Digital Talking Books vs. Electronic Books
Our survey of the world of Digital Talking Books would be incomplete without some words about their relation to the wider world of electronic books (also called e-books) in general. Digital Talking Books are, in fact, a particular kind of electronic book—the kind defined by and for people who are blind and otherwise print disabled to best meet our particular information access and reading needs. Digital Talking Books will not "work" on players that are not designed to play them. The Rocket E-Book, for example, will not play Digital Talking Books because that device is built to play books created to a different standard. Similarly, many mainstream electronic books will not be directly accessible to blind readers because they are produced for particular reading devices that are visual.
But, many electronic books, such as the ASCII and HTML texts published on the web by Project Gutenberg, are accessible. Last year, NLS began offering its braille titles on its web site to NLS patrons, and we could certainly call these electronic books. (This very popular format is called Web-Braille, and information on how to access it is detailed in the Question and Answer column in this issue.) Microsoft has promised to build support for the NISO/DAISY standard into Microsoft Reader and has joined the DAISY Consortium. So, it is even possible that someday soon, some of us will be reading our NLS books using Microsoft Reader.

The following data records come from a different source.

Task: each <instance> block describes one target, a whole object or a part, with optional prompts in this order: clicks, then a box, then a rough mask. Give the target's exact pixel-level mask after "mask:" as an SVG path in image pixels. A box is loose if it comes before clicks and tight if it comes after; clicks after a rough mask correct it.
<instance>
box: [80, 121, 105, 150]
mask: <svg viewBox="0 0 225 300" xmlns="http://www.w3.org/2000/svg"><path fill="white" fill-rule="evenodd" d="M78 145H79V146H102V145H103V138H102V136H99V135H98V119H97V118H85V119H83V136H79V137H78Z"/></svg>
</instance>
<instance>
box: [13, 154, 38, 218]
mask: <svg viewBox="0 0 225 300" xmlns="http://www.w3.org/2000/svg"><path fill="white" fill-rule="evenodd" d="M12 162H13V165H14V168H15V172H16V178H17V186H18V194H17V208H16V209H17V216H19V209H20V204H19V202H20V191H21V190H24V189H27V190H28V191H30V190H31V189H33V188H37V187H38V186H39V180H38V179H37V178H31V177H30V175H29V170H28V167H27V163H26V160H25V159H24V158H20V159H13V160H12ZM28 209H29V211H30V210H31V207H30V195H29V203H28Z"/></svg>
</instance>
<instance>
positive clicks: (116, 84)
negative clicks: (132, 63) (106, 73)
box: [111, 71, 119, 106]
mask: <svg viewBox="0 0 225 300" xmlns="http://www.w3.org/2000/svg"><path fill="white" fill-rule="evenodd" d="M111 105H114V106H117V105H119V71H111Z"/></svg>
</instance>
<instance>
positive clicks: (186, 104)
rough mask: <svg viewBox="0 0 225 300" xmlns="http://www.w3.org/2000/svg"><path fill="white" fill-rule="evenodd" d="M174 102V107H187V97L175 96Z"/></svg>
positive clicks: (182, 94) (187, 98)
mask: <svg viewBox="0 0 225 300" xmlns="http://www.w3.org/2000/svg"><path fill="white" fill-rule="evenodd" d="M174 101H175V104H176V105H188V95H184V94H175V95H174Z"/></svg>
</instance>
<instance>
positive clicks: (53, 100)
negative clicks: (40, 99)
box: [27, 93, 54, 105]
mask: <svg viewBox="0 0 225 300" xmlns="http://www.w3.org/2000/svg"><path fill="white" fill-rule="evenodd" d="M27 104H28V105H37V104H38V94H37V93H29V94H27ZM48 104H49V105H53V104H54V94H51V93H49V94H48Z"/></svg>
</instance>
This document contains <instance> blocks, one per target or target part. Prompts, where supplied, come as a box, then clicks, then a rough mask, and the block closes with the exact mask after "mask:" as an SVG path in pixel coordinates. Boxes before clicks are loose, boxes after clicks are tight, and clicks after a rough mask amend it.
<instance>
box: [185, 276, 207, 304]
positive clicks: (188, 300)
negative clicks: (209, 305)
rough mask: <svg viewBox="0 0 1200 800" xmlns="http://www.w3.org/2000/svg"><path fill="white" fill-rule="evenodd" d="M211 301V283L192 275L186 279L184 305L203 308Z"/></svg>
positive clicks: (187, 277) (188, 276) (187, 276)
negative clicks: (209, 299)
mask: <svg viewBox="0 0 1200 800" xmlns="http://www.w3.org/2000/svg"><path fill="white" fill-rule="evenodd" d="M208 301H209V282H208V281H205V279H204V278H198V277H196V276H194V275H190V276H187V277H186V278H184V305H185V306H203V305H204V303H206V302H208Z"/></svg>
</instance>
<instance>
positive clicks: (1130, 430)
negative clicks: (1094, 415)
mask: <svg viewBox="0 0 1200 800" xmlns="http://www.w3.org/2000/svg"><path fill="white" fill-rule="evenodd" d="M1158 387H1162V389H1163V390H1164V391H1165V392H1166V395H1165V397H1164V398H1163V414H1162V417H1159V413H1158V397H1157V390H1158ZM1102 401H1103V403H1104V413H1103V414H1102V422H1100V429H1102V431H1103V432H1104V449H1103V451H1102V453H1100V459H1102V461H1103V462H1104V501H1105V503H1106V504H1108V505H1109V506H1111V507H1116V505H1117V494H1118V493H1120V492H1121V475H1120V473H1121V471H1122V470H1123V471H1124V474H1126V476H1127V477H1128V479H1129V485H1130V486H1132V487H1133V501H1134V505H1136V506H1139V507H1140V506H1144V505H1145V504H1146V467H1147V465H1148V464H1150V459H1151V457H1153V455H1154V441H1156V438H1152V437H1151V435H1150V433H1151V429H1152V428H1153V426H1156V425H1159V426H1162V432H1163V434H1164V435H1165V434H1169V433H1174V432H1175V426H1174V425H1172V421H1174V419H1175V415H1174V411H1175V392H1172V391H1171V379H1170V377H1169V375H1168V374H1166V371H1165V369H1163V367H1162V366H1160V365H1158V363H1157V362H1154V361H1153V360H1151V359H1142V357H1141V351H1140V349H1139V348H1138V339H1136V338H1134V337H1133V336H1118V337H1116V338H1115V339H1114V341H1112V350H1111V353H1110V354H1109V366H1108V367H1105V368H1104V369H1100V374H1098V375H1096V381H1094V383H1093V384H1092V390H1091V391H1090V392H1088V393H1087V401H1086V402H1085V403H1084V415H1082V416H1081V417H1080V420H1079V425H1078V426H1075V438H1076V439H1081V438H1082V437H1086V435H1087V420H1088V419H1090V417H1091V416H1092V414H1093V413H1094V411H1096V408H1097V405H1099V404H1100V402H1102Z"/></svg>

Dreaming of a Better Future
Perhaps the best news about Digital Talking Books is the news we've saved for last. There is an excellent probability that the key features and specifications that define Digital Talking Books will be incorporated in mainstream electronic publishing standards. It would be exciting indeed if we could count on mainstream electronic books for our reading—and this is actually possible. To learn more about this, read AFB's white paper entitled "Surpassing Gutenberg" at http://www.afb.org/ebook.asp.
The Open Electronic Book Forum (OEBF; see http://www.openebook.org) is currently at work on its 2.0 publication file format specification, and key features from the Digital Talking Book are under consideration for inclusion in this specification. OEBF has further named accessibility among its goals. AFB, RFB and D, and the Japanese Society for Rehabilitation of Persons with Disabilities (JSRPD)—all DAISY members—are also active members of OEBF. George Kerscher (who is also interviewed in this issue of AccessWorld) is the Chair of OEBF's Board of Directors. Time will tell, but the probability that OEBF 2.0 will include most of the features of the NISO/DAISY Digital Talking book is very high. This prospect is extremely exciting because far more titles will be published using the OEBF's standards than would ever be produced by libraries that serve blind patrons. This does not necessarily mean that mainstream electronic book players will be accessible. It would mean, however, that mainstream books might be accessible when played in a NISO/DAISY-compliant player because those players could easily add support for the OEBF 2.0 specification. Such a situation would work well if the OEBF 2.0 specification incorporates the Digital Talking Book features described in this article.
Our blindness may separate us from the rest of the world in some ways, but it doesn't need to separate us in electronic environments. The features that are coming with the Digital Talking Book are just support for a smarter way to read. They will enable blind readers to read the way others have been reading print books for centuries.